Wie is Stanley Williams, de oud-strijder die werd geëerd door Bart De Wever?

“Voelt zich onder de indruk”, postte burgemeester Bart De Wever afgelopen zondag op Facebook bij een foto van zichzelf met Stanley Williams. De bevrijder uit Wales die bleef plakken aan een Antwerpse schone, vierde op 11 november zijn 95ste verjaardag.

kristin matthyssen

“Ik ben bang dat ik een van de laatste oud-strijders ben die nog overschiet”, zegt Stanley zes dagen nadat hij in het Stadspark aan het monument voor de gesneuvelden de herdenking voor honderd jaar Wapenstilstand bijwoonde. Zijn vest met decoraties en zijn legerbaret liggen op het bed van zijn rusthuiskamer in Sint-Bavo in Wilrijk, klaar voor de fotosessie straks. Om zijn hals hangt een medaille met de woorden ‘Eeuwige Dankbaarheid’. “Dat heeft vader gekregen van het Forum van Joodse organisaties”, wijst dochter Phyllis. Rond zijn pols draagt Stanley een grijs bandje van de Forgotten Veterans UK.

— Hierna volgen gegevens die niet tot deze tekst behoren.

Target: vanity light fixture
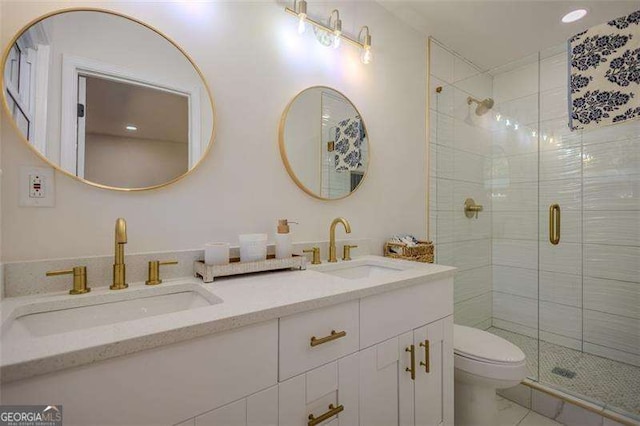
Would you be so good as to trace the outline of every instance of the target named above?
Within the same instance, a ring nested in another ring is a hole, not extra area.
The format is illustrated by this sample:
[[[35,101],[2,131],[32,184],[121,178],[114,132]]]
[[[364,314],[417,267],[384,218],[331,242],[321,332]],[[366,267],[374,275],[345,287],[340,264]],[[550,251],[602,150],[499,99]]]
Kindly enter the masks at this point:
[[[333,18],[335,17],[335,21]],[[331,23],[333,22],[333,25]],[[342,34],[342,20],[340,19],[340,11],[333,9],[329,16],[329,27],[333,28],[333,48],[340,47],[340,35]]]
[[[363,32],[364,34],[362,34]],[[362,39],[363,36],[364,39]],[[373,55],[371,53],[371,35],[369,34],[369,27],[366,25],[360,29],[360,33],[358,34],[358,41],[360,40],[362,40],[362,54],[360,55],[360,60],[363,64],[367,65],[373,60]]]
[[[369,27],[366,25],[360,30],[358,39],[353,39],[342,32],[342,20],[340,20],[340,12],[334,9],[329,17],[329,24],[325,25],[322,22],[316,21],[307,15],[307,2],[305,0],[293,0],[293,8],[285,7],[284,11],[290,15],[298,18],[298,33],[302,34],[305,31],[306,24],[309,23],[314,27],[326,31],[329,34],[333,34],[333,47],[338,47],[341,40],[345,40],[354,46],[362,49],[361,60],[363,64],[371,62],[371,35],[369,34]],[[362,33],[365,32],[364,37]],[[361,41],[363,39],[363,41]]]
[[[307,30],[307,2],[305,0],[293,0],[294,14],[298,16],[298,34],[304,34]]]
[[[562,17],[562,22],[564,22],[565,24],[575,22],[584,18],[586,15],[587,15],[587,9],[572,10],[571,12],[567,13]]]

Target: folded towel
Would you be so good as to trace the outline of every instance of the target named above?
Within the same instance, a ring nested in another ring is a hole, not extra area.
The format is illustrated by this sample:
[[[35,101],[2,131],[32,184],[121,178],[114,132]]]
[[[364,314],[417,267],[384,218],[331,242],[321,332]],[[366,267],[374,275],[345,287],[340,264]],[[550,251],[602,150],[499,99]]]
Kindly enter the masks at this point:
[[[362,167],[362,142],[364,129],[359,116],[347,118],[336,127],[336,171],[353,171]]]
[[[415,247],[420,243],[420,241],[418,241],[416,237],[408,234],[394,235],[393,237],[391,237],[389,242],[397,243],[397,244],[406,244],[407,247]],[[390,246],[389,250],[391,250],[393,253],[402,253],[402,247]]]
[[[569,127],[640,118],[640,10],[569,39]]]

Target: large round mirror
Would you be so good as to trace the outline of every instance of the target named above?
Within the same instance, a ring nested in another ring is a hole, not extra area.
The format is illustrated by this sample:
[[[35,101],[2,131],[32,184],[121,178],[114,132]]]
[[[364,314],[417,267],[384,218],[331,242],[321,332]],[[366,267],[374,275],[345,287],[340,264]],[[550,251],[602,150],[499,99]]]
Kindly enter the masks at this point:
[[[309,195],[347,197],[362,184],[369,165],[362,115],[337,90],[305,89],[282,114],[280,154],[291,178]]]
[[[132,18],[68,10],[27,26],[3,57],[4,104],[57,169],[119,190],[189,173],[213,142],[213,101],[173,42]]]

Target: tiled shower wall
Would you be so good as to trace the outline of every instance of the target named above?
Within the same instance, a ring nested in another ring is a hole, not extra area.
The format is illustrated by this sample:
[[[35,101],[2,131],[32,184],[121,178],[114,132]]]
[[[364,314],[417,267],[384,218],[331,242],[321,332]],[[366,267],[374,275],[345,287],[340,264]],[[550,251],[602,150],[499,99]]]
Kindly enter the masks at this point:
[[[537,57],[492,72],[512,121],[494,133],[493,325],[640,365],[640,122],[570,132],[565,47]]]
[[[491,132],[470,116],[467,97],[491,96],[492,78],[431,42],[430,236],[436,261],[459,268],[457,324],[491,326]],[[440,93],[436,88],[441,87]],[[478,219],[463,213],[466,198],[484,206]]]
[[[479,73],[432,42],[430,69],[430,234],[460,268],[456,323],[640,365],[640,121],[570,132],[564,46]]]

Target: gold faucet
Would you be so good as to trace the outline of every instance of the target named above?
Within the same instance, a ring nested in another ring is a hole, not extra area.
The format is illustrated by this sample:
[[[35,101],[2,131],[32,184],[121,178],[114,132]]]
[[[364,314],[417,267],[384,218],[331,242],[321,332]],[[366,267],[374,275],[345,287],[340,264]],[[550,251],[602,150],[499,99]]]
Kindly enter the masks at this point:
[[[343,217],[337,217],[333,219],[331,222],[331,227],[329,228],[329,262],[337,262],[338,259],[336,257],[336,225],[339,223],[344,225],[344,230],[347,234],[351,233],[351,225],[347,219]]]
[[[122,290],[129,287],[126,283],[127,266],[124,264],[124,245],[127,244],[127,221],[119,217],[116,220],[116,254],[113,263],[113,284],[111,290]]]

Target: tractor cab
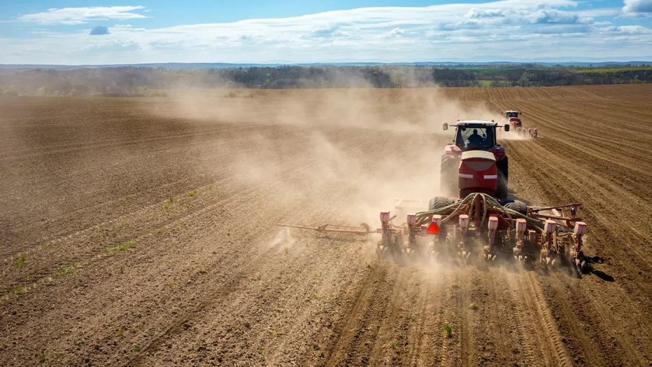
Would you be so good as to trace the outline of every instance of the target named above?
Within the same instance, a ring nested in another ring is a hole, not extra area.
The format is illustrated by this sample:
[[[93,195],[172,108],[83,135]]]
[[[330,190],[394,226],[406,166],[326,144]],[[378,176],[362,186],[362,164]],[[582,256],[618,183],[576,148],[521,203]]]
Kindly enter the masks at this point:
[[[505,111],[505,118],[509,120],[512,118],[518,118],[518,111]]]
[[[497,147],[496,131],[497,128],[504,128],[509,131],[509,124],[499,126],[497,123],[488,121],[458,121],[455,124],[455,139],[453,140],[458,152],[468,150],[493,151]],[[443,129],[448,130],[449,124],[443,124]],[[499,158],[499,157],[497,157]]]
[[[521,118],[518,117],[518,111],[505,111],[505,119],[512,125],[514,129],[521,127]]]

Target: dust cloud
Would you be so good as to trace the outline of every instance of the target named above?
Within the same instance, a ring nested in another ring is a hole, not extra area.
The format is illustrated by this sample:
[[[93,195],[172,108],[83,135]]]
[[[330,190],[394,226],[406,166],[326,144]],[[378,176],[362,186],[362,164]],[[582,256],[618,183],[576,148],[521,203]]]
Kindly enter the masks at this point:
[[[300,224],[374,227],[378,213],[394,212],[397,199],[415,200],[414,211],[421,211],[437,195],[441,155],[454,133],[443,131],[443,123],[499,118],[481,103],[446,98],[437,88],[364,87],[184,89],[148,108],[203,124],[260,127],[215,142],[231,152],[238,180],[273,187],[268,200],[298,208]]]

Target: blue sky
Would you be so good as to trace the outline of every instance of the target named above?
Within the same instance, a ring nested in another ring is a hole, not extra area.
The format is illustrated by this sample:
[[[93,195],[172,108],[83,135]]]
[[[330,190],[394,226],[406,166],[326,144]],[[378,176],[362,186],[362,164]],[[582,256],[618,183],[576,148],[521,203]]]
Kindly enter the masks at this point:
[[[0,0],[0,63],[652,61],[652,0]]]

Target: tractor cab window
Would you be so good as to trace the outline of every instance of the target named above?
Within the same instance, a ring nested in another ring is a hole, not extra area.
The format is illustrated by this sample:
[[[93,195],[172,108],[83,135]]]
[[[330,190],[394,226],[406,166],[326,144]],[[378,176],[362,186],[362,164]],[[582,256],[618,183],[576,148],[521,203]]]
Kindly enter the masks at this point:
[[[488,149],[495,141],[493,129],[460,126],[455,143],[460,149]]]

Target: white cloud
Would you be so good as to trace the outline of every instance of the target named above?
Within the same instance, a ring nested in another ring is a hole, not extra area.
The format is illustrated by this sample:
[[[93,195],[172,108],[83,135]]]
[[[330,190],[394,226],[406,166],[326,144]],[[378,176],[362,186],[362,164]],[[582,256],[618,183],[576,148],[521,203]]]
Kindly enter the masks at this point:
[[[93,20],[126,20],[145,18],[133,12],[144,7],[91,7],[85,8],[52,8],[48,11],[19,16],[17,20],[38,24],[84,24]]]
[[[156,29],[117,25],[109,27],[108,34],[95,37],[89,35],[89,27],[74,33],[0,38],[0,63],[37,63],[43,54],[48,55],[48,62],[68,64],[479,61],[640,56],[652,44],[647,28],[608,30],[612,25],[608,21],[594,20],[614,16],[620,9],[578,10],[579,3],[505,0],[363,8]],[[133,12],[141,8],[117,12],[142,17]],[[68,14],[58,19],[55,24],[90,18]]]
[[[602,32],[611,32],[627,35],[649,35],[652,29],[641,25],[618,25],[606,27],[600,29]]]
[[[623,12],[652,12],[652,0],[625,0],[625,6],[623,7]]]

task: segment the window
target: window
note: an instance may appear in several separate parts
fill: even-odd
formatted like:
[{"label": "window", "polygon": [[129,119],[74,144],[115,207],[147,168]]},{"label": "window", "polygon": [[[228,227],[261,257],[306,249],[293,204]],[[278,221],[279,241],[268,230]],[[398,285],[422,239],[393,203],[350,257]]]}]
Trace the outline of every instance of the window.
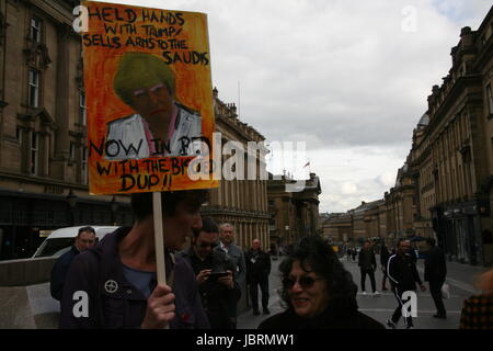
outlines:
[{"label": "window", "polygon": [[82,151],[82,165],[81,165],[81,173],[82,173],[82,184],[88,183],[88,148],[84,147]]},{"label": "window", "polygon": [[16,127],[15,129],[15,139],[20,145],[22,145],[22,128]]},{"label": "window", "polygon": [[82,91],[79,93],[79,122],[82,125],[87,124],[85,94]]},{"label": "window", "polygon": [[70,143],[70,159],[74,160],[76,159],[76,143]]},{"label": "window", "polygon": [[30,106],[37,107],[39,105],[39,72],[30,69]]},{"label": "window", "polygon": [[39,133],[31,132],[31,174],[36,176],[38,171],[39,157]]},{"label": "window", "polygon": [[31,19],[30,38],[34,43],[41,43],[41,21],[39,19]]}]

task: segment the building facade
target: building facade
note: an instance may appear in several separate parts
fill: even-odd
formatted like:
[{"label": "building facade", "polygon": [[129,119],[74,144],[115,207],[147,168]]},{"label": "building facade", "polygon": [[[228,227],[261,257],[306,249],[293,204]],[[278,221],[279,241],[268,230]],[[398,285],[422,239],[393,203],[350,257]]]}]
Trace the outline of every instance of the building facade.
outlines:
[{"label": "building facade", "polygon": [[[0,0],[0,260],[31,257],[53,229],[130,225],[128,195],[88,192],[85,97],[78,0]],[[223,143],[261,141],[215,94]],[[265,165],[256,180],[221,180],[205,215],[237,227],[246,248],[268,248]]]},{"label": "building facade", "polygon": [[270,204],[270,236],[277,247],[286,247],[299,237],[321,234],[319,224],[320,179],[316,173],[305,181],[300,191],[291,192],[289,184],[299,184],[286,176],[273,177],[267,182]]},{"label": "building facade", "polygon": [[477,31],[462,29],[412,149],[423,233],[433,228],[450,259],[486,265],[493,261],[492,31],[493,10]]},{"label": "building facade", "polygon": [[[220,185],[211,190],[210,203],[203,208],[203,214],[219,224],[232,224],[236,227],[237,245],[244,250],[250,248],[255,238],[261,240],[264,250],[268,250],[267,172],[264,161],[267,150],[263,146],[265,137],[241,122],[234,104],[223,103],[218,98],[217,89],[214,89],[214,104],[216,132],[221,135],[223,150],[222,168],[232,169],[236,174],[232,174],[234,179],[231,180],[221,177]],[[248,155],[234,159],[240,154],[229,151],[229,141],[239,143],[243,150],[248,150],[248,143],[254,141],[259,147],[255,160],[249,161]],[[254,180],[248,179],[249,172]]]},{"label": "building facade", "polygon": [[88,194],[78,2],[0,1],[0,259],[44,230],[127,223],[125,196]]}]

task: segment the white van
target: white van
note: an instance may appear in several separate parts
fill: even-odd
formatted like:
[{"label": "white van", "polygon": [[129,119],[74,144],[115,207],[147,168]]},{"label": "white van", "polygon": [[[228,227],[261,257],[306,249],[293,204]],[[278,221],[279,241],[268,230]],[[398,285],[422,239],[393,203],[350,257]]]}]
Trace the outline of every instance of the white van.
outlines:
[{"label": "white van", "polygon": [[[73,245],[73,240],[79,233],[79,228],[87,226],[78,226],[78,227],[68,227],[60,228],[51,231],[51,234],[46,238],[45,241],[37,248],[36,252],[34,252],[33,258],[38,257],[60,257]],[[90,226],[93,227],[96,233],[98,240],[101,240],[106,234],[113,233],[116,228],[114,226]]]}]

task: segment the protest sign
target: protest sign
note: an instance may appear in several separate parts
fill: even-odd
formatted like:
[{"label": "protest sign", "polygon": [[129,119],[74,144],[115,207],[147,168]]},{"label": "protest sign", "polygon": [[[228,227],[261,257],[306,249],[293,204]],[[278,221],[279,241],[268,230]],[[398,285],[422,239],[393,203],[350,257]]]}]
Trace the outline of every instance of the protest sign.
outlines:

Een van zijn twee kleinzonen, Wout (24), is voor de gelegenheid naar het woonzorgcentrum van ‘grandad’ gekomen. Hij wil ook wel eens horen wat die te vertellen heeft. “Hij heeft nooit veel over de oorlog gepraat tegen mij. Hij heeft wel eens verteld hoe er een vrachtwagen met soldaten in het water was gereden en hij er naartoe was gezwommen. Maar ze kregen het raampje niet open en die soldaten zijn verdronken.” Stanley heeft ook twee achterkleinkinderen, Amelie (12) en Emile (5). De kleinste heeft speciaal zijn sweater met een gevechtsvliegtuig aangetrokken.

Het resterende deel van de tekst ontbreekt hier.